That means taking a different approach to investigating complaints, often beginning with a simple investigatory interview. Here are seven tips to help guide your way through the investigation process.
We're sorry if we got you too excited with the Sherlock analogy. Internal investigations are typically more straightforward than the great detective's adventures, usually involving only interviewing parties to the alleged offense and any potential witnesses. You'll have to save the forensics for another matter.
Start at the center by interviewing the complainant. Gather any facts or perspectives that aren't revealed in the initial complaint. From there, you should speak with the alleged wrongdoer and finally any potential witnesses, including coworkers, supervisors, and occasionally non-company third parties.
Don't bring two parties together to "work it out." Don't interview a complainant in front of the alleged wrongdoer. If you need to bring the parties together, typically do it at the conclusion of your investigation only.
Remind everyone who you work for, so they don't get the idea that you are representing them individually rather than working for the company itself. Remind parties and witnesses that anything they say may need to be disclosed to others in order to resolve the matter.
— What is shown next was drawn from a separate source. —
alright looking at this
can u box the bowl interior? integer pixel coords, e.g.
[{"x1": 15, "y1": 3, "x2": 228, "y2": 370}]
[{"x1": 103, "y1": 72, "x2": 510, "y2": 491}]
An investigatory interview isn't a contentious deposition, so don't treat it as such. Avoid aggressive questioning and unreasonably long interviews and try to maintain an appearance of neutrality when dealing with all parties.
You should be on the side of the company who you work for, not the complainant or alleged wrongdoer. Effectively investigating a complaint means being open to the possibility that either side is correct -- or that neither is. Siding too quickly with a party can bias your perspective, undermining the effectiveness of your investigation.
Managers and supervisors should already know that retaliating against an employee for filing a complaint or participating in an investigation is illegal. Remind them.
Follow these tips and you should be able to conduct an effective, if non-Holmesian investigation. Call it "In-House Counsel and the Adventure of the Efficient Workplace Investigation."